Hoyt's New Cyclopedia Of Practical Quotations
- Quotes reported in Hoyt's New Cyclopedia Of Practical Quotations (1922), p. 696.
- As I walk'd by myself, I talk'd to myself
And myself replied to me;
And the questions myself then put to myself,
With their answers I give to thee.- Barnard Barton, Colloquy with Myself. Appeared in Youth's Instructor (Dec., 1826).
- Summe up at night what thou hast done by day;
And in the morning what thou hast to do.
Dresse and undresse thy soul; mark the decay
And growth of it; if, with thy watch, that too
Be down then winde up both; since we shall be
Most surely judg'd, make thy accounts agree.- George Herbert, The Temple, The Church Porch, next to last stanza.

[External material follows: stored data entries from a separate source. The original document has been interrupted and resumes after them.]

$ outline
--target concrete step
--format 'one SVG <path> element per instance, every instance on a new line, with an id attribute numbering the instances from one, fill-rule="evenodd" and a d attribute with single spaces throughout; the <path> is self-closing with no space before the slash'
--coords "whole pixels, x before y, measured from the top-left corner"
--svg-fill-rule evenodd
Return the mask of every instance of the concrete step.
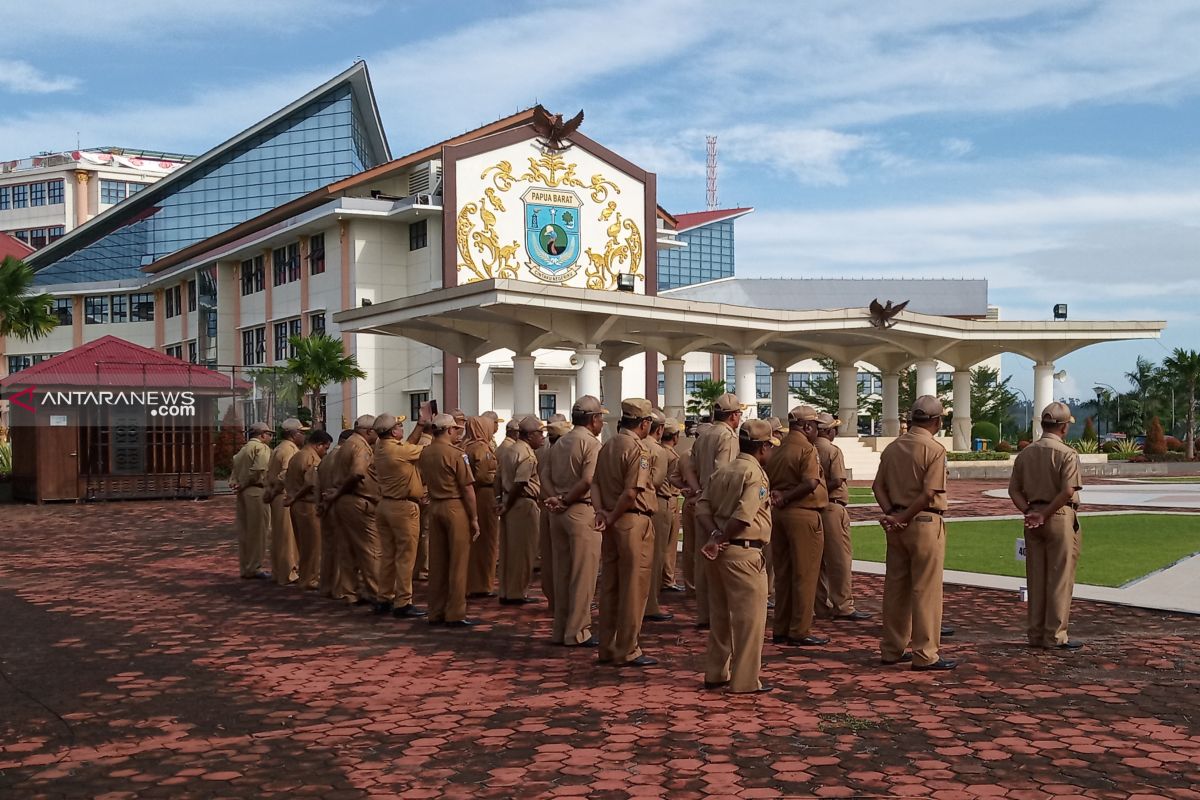
<path id="1" fill-rule="evenodd" d="M 879 471 L 879 453 L 868 447 L 861 439 L 849 436 L 839 436 L 833 440 L 833 443 L 841 449 L 842 457 L 846 460 L 846 469 L 850 471 L 852 480 L 875 480 L 875 473 Z"/>

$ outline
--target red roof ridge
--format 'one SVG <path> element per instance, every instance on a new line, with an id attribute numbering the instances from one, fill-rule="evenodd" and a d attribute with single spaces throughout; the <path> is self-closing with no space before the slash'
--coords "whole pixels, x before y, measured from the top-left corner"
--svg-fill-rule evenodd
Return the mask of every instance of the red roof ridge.
<path id="1" fill-rule="evenodd" d="M 701 225 L 709 225 L 713 222 L 720 222 L 725 219 L 733 219 L 740 217 L 743 214 L 749 214 L 754 210 L 753 206 L 746 208 L 717 208 L 712 211 L 692 211 L 686 214 L 676 214 L 675 231 L 682 233 L 692 228 L 699 228 Z"/>
<path id="2" fill-rule="evenodd" d="M 12 256 L 24 260 L 25 256 L 32 252 L 33 248 L 28 243 L 22 242 L 10 233 L 0 231 L 0 258 Z"/>

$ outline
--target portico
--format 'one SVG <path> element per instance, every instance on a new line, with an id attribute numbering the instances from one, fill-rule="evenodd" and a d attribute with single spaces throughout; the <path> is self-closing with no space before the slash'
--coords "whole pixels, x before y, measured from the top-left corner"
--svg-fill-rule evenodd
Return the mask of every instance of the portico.
<path id="1" fill-rule="evenodd" d="M 594 394 L 610 408 L 622 395 L 621 362 L 642 352 L 664 356 L 665 410 L 682 416 L 683 357 L 705 352 L 732 356 L 735 391 L 743 403 L 756 400 L 755 366 L 772 367 L 773 408 L 787 408 L 788 366 L 807 358 L 838 364 L 841 435 L 857 436 L 856 364 L 875 366 L 883 378 L 885 436 L 899 433 L 899 377 L 915 366 L 918 394 L 937 393 L 937 363 L 953 370 L 953 446 L 970 447 L 970 369 L 999 353 L 1034 361 L 1034 405 L 1052 399 L 1054 363 L 1092 344 L 1157 338 L 1159 321 L 1001 321 L 958 319 L 903 311 L 891 327 L 877 327 L 866 308 L 785 311 L 681 300 L 627 292 L 489 279 L 417 296 L 343 311 L 334 317 L 343 331 L 403 336 L 455 356 L 459 405 L 480 411 L 480 356 L 511 350 L 516 413 L 537 411 L 534 352 L 573 353 L 576 395 Z"/>

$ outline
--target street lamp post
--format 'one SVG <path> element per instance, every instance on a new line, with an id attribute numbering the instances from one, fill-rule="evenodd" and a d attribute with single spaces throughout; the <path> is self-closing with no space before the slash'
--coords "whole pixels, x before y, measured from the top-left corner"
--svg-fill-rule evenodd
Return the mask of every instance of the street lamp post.
<path id="1" fill-rule="evenodd" d="M 1021 395 L 1021 397 L 1025 400 L 1025 402 L 1021 404 L 1021 408 L 1025 411 L 1025 427 L 1021 429 L 1022 432 L 1024 432 L 1029 429 L 1029 409 L 1033 405 L 1033 401 L 1029 399 L 1029 395 L 1025 394 L 1024 390 L 1018 389 L 1014 386 L 1013 391 Z"/>
<path id="2" fill-rule="evenodd" d="M 1102 392 L 1100 391 L 1101 388 L 1108 389 L 1109 391 L 1111 391 L 1113 394 L 1113 397 L 1115 397 L 1117 399 L 1117 427 L 1120 428 L 1121 427 L 1121 393 L 1118 392 L 1115 387 L 1109 386 L 1107 383 L 1097 383 L 1096 387 L 1095 387 L 1096 405 L 1100 405 L 1100 395 L 1102 394 Z M 1112 433 L 1112 425 L 1108 426 L 1108 432 Z"/>

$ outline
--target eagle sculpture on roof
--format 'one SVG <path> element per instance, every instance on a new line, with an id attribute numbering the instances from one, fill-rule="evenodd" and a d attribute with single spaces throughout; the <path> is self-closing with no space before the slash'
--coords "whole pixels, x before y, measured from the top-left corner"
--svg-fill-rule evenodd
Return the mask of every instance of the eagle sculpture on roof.
<path id="1" fill-rule="evenodd" d="M 563 122 L 562 114 L 551 114 L 540 105 L 534 106 L 533 129 L 537 131 L 538 136 L 542 137 L 538 140 L 538 144 L 547 150 L 561 153 L 569 149 L 571 145 L 564 144 L 563 139 L 577 131 L 582 124 L 583 109 L 579 109 L 578 114 Z"/>
<path id="2" fill-rule="evenodd" d="M 903 303 L 892 305 L 892 301 L 888 300 L 885 306 L 879 302 L 879 298 L 872 300 L 871 305 L 868 306 L 871 311 L 871 324 L 876 328 L 892 327 L 896 324 L 896 315 L 904 310 L 908 302 L 905 300 Z"/>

- Let not soft slumber close your eyes,
Before you've collected thrice
The train of action through the day!
Where have my feet chose out their way?
What have I learnt, where'er I've been,
From all I've heard, from all I've seen?
What have I more that's worth the knowing?
What have I done that's worth the doing?
What have I sought that I should shun?
What duty have I left undone,
Or into what new follies run?
These self-inquiries are the road
That lead to virtue and to God.- Isaac Watts, Self Examination.